War. War Never Changes.

This is the mantra, voiced by Ron Perlman, of the Fallout series of video games. It is profound, cautionary, and subversively humorous in juxtaposition with the cheery mug of the series' ever-present mascot, Vault Boy. The games themselves support the tagline, as again and again, it is made obvious that, despite living in a world almost completely destroyed by war, humanity still cannot seem to learn the lesson.

Fallout is a great setting for role-playing games, and for a long time, I was working on converting the spirit of those games into rules for a tabletop RPG. I actually did run a few sessions with a very early iteration of such rules, vaguely based on the Pathfinder system, with some Type IV thrown in for spice. However, as my design moved forward, I had a moment where suddenly I didn't feel empowered by the setting of Fallout as much as constrained by it.

I let my imagination drift for a bit, exploring the things I love about Fallout and figuring out the things I wanted different. To whit:
  • I love the googie influence in architecture.
  • I love the retro-future "atomic optimism" design sensibilities in everything from cars to mascots to ray guns.
  • I love the dark humor, best illustrated by the cheerful Vault Boy and the silly pop culture references.
  • I love the satirical elements aimed at imperial notions of capitalism, industrialism and militarism as indicated by strong in-game branding and the unfolding story of the War.
  • I love the strong emphasis on exploration.
  • In Fallout 3 and Fallout: New Vegas, I love the radio music, generally culled from the post-WW2 years, which also led me to discovering the music collated by CONELRAD--fun stuff.
  • The branding proves problematic with a system that is so wildly divorced from the source IP that the rules may actually be marketable one day. If I designed my ruleset around Fallout's brands (Vault-Tec, Nuka-Cola, RobCo, etc) it would be like knowing I was sticking labels on jars that I'd just have to take off again later.
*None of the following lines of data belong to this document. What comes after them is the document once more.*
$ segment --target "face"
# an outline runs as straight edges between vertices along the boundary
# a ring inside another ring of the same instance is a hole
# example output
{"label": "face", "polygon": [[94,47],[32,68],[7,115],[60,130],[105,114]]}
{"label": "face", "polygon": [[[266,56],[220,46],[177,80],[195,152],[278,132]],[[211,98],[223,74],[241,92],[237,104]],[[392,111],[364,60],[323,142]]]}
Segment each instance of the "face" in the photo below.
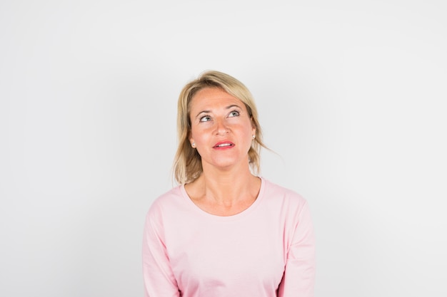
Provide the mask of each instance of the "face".
{"label": "face", "polygon": [[193,97],[189,117],[189,141],[200,154],[204,170],[248,166],[256,130],[242,101],[221,89],[206,88]]}

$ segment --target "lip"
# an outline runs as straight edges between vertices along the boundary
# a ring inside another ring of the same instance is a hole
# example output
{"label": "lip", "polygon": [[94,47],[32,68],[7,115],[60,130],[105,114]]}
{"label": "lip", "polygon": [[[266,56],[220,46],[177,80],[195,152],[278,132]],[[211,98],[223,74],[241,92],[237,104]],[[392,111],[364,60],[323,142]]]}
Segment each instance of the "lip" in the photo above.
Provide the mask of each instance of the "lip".
{"label": "lip", "polygon": [[220,142],[217,142],[213,147],[215,150],[228,150],[234,147],[234,143],[231,141],[221,141]]}

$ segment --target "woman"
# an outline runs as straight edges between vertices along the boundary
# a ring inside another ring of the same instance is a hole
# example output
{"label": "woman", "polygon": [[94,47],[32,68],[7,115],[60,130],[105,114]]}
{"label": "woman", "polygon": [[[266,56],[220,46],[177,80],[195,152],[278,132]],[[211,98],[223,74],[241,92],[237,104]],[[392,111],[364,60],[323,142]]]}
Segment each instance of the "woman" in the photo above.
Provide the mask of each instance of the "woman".
{"label": "woman", "polygon": [[177,123],[180,185],[146,217],[145,296],[312,296],[307,202],[256,175],[265,146],[248,90],[228,75],[206,72],[182,90]]}

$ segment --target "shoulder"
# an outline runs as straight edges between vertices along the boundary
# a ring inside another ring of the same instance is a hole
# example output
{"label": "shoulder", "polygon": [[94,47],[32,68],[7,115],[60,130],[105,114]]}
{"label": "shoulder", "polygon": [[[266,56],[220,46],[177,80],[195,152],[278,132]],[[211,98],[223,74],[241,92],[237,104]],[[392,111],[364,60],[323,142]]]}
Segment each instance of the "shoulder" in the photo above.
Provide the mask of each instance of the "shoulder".
{"label": "shoulder", "polygon": [[276,184],[263,178],[264,182],[264,200],[268,204],[277,205],[288,212],[301,212],[307,208],[307,200],[293,189]]}
{"label": "shoulder", "polygon": [[300,194],[293,189],[276,184],[263,178],[265,184],[264,195],[268,197],[274,197],[275,199],[287,200],[296,203],[306,203]]}
{"label": "shoulder", "polygon": [[182,187],[175,187],[154,200],[148,211],[148,217],[160,217],[164,214],[175,212],[184,200]]}

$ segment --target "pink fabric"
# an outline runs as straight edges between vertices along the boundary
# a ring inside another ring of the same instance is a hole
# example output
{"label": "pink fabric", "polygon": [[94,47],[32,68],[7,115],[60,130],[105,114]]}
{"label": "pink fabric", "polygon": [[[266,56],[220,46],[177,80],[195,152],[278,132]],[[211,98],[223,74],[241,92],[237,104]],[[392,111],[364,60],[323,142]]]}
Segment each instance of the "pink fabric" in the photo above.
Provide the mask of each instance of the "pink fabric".
{"label": "pink fabric", "polygon": [[243,212],[208,214],[184,186],[158,198],[146,220],[148,297],[310,297],[315,241],[306,201],[261,179]]}

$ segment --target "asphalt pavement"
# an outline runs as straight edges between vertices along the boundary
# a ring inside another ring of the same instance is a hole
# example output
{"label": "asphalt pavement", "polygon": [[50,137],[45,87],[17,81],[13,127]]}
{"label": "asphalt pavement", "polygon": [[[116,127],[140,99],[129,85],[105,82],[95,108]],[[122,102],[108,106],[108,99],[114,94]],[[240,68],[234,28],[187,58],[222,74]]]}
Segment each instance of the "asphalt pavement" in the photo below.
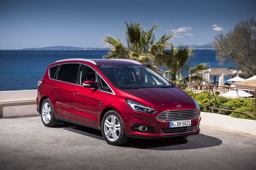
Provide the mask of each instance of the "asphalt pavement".
{"label": "asphalt pavement", "polygon": [[200,134],[185,139],[114,146],[87,127],[46,127],[40,117],[0,119],[0,169],[256,169],[256,136],[200,127]]}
Same goes for Vault Boy and distinctive naming conventions.
  • The history of things to come in Fallout is a bit bland for me, and by all my calculations, seems to indicate that universe diverged from this one sometime in the first half of 1961. That means that a LOT of things from our real history cannot really be referenced without some serious retconning.
  • I don't want to be confined to lore-established technologies, politics or geography. I want there to have been flying cars before the War, dammit!
  • I don't want the whole world to be a radioactive desert. Radioactive, maybe. Desert, no.
These are the most important points, but there are, of course, more. Point being, Fallout is not where my game lives. Mine is in a universe that is, perhaps, next door to Fallout, but they never get together for holidays or anything. I'm still trying to come up with something suitably clever for a name, but its working name for the time being is ATOMIC.